Here is a verse that seems to hold a great promise to young parents everywhere. Do the right things raising your children and they’ll for sure keep doing those right things throughout their life. Of course, that verse also seems like a curse to those with adult children who have wandered from the faith. Obviously their parenting was lacking, or else their children would still be in the faith. Maybe, just maybe, this verse will kick in before their kids are old.
But what if that’s not what this verse says at all? What if we have badly misunderstood this verse?
A quick look at the Hebrew will confirm our suspicions. A literal translation of this verse reads,
“Train an adolescent in his own way, and when he is old, he will not depart from it.”
Hold on a second! What happened to the “should”? Simple. It’s not in the Hebrew. Nor is it in the Greek translation of the verse. Nor in the Latin translation either.
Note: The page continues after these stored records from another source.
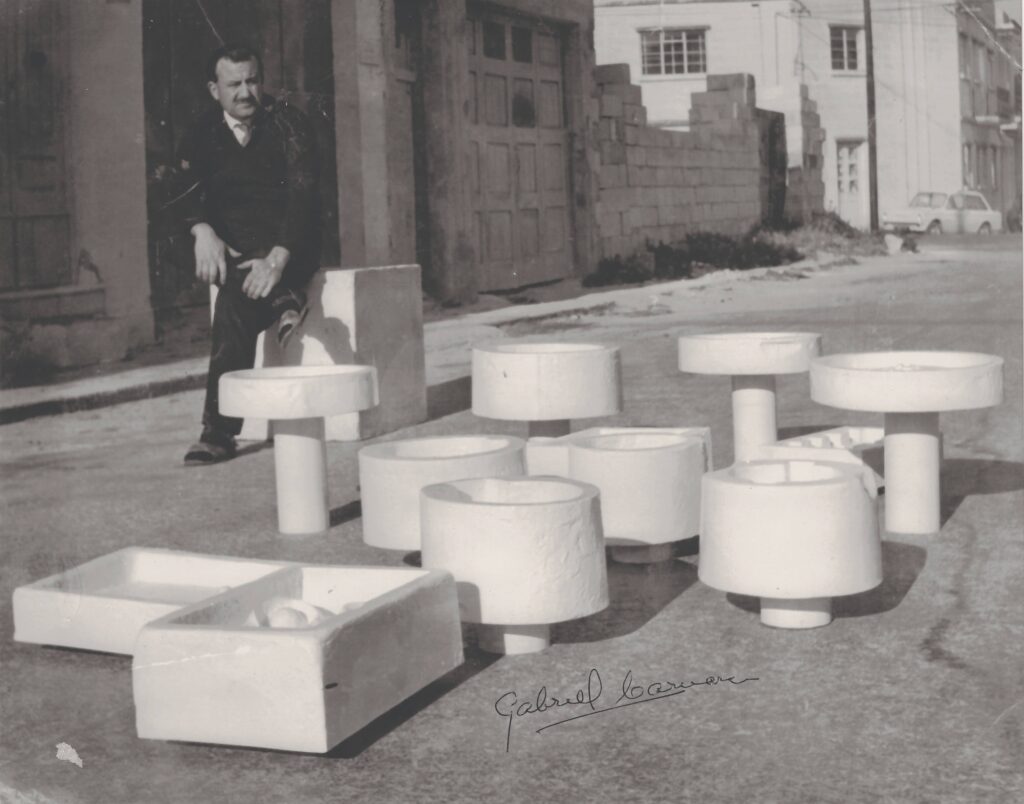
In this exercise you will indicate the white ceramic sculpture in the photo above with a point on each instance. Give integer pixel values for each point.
(546, 384)
(392, 473)
(795, 534)
(297, 661)
(753, 360)
(103, 603)
(910, 388)
(649, 480)
(839, 445)
(296, 398)
(525, 552)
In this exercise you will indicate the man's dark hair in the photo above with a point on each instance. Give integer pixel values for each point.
(232, 52)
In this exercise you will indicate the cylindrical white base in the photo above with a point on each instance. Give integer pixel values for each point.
(912, 458)
(641, 554)
(300, 466)
(753, 415)
(555, 428)
(808, 612)
(513, 639)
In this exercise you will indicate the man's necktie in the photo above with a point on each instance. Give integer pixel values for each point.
(243, 133)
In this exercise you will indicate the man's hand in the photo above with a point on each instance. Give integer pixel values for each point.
(265, 272)
(210, 263)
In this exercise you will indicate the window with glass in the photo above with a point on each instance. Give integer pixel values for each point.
(674, 51)
(844, 47)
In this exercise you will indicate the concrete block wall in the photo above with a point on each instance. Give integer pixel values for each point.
(658, 185)
(805, 138)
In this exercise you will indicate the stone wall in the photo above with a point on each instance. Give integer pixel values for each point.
(658, 185)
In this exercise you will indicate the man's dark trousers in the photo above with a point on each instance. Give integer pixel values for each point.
(238, 321)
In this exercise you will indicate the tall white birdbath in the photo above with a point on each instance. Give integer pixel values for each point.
(795, 534)
(546, 384)
(524, 552)
(296, 398)
(910, 388)
(753, 360)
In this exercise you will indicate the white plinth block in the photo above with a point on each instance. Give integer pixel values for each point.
(365, 315)
(753, 360)
(911, 388)
(649, 483)
(795, 534)
(392, 473)
(524, 552)
(913, 495)
(298, 661)
(753, 415)
(103, 603)
(297, 398)
(546, 382)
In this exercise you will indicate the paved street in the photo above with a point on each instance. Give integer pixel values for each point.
(912, 694)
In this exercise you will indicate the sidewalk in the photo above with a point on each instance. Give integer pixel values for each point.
(448, 344)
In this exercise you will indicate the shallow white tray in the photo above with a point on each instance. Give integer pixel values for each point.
(216, 672)
(103, 603)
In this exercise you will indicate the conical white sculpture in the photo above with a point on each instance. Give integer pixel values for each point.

The first English translation of Proverbs by John Wycliffe and Nicholas of Hereford renders it, “A young man waxing after his way, and when he hath waxed eld, he shall not go away from it.” It is not until the 1500s that the “should” is brought into the verse. It is then codified in the King James translation, which then causes it to persist in English Bible translations down to the present day.
So if Proverbs 22:6 isn’t a divine promise about the fruit of parental training, what does it mean? Two things are key to unlocking the meaning of this verse. First, the use of na’ar, which means child, adolescent, or young man. The na’ar of Proverbs is undoubtedly an adolescent or young man, not a small child. But the na’ar is not just any young man. He is not the son gaining wisdom from his father through the teachings of Proverbs. Instead the na’ar is decidedly foolish. To quote Bruce Waltke:
“The other six references to naar univocally characterize his way as foolish. He is grouped together with the gullible in 1:4, is said to lack sense in 7:7, to have folly bound up in his heart in 22:16, to dissemble in his evil deeds in 20:11, and so to be in need of correction in 20:13. Left to himself, he will disgrace his mother (29:16).”Bruce K. Waltke, The Book of Proverbs, Chapters 15-31, New International Commentary on the Old Testament (Grand Rapids: Eerdmans, 2006), 203
The second key to this verse is “his own way.” The book of Proverbs presents two basic ways a person can take, the way of wisdom or the way or foolishness. Pursuing one’s own way, rather than pursuing the way of wisdom is foolishness. This is clear in Pr 14:12; 14:14; 19:3; 21:2; 28:6. This is also entirely consistent with the understanding of na’ar as a foolish young man. So this is not a verse about training up a young man to “follow his heart” or to try and channel him towards his natural inclinations. Rather it is a warning that the natural inclinations of an adolescent can be quite foolish.
So what does this proverb teach? Essentially, if we allow our adolescents to be trained in their own natural inclinations, those habits will persist with them for the rest of their life. This is the time in life when character is being set and patterns are being settled that will not be easily overcome later in life (yet don’t despair, for the power of Christ within us can overcome all these things). This verse is a call for parents to be engaged with their teenagers, helping them to see the difference between wisdom and foolishness, drawing loving and appropriate boundaries, encouraging them to pursue wisdom, and letting them feel the full weight of the consequences of their foolishness.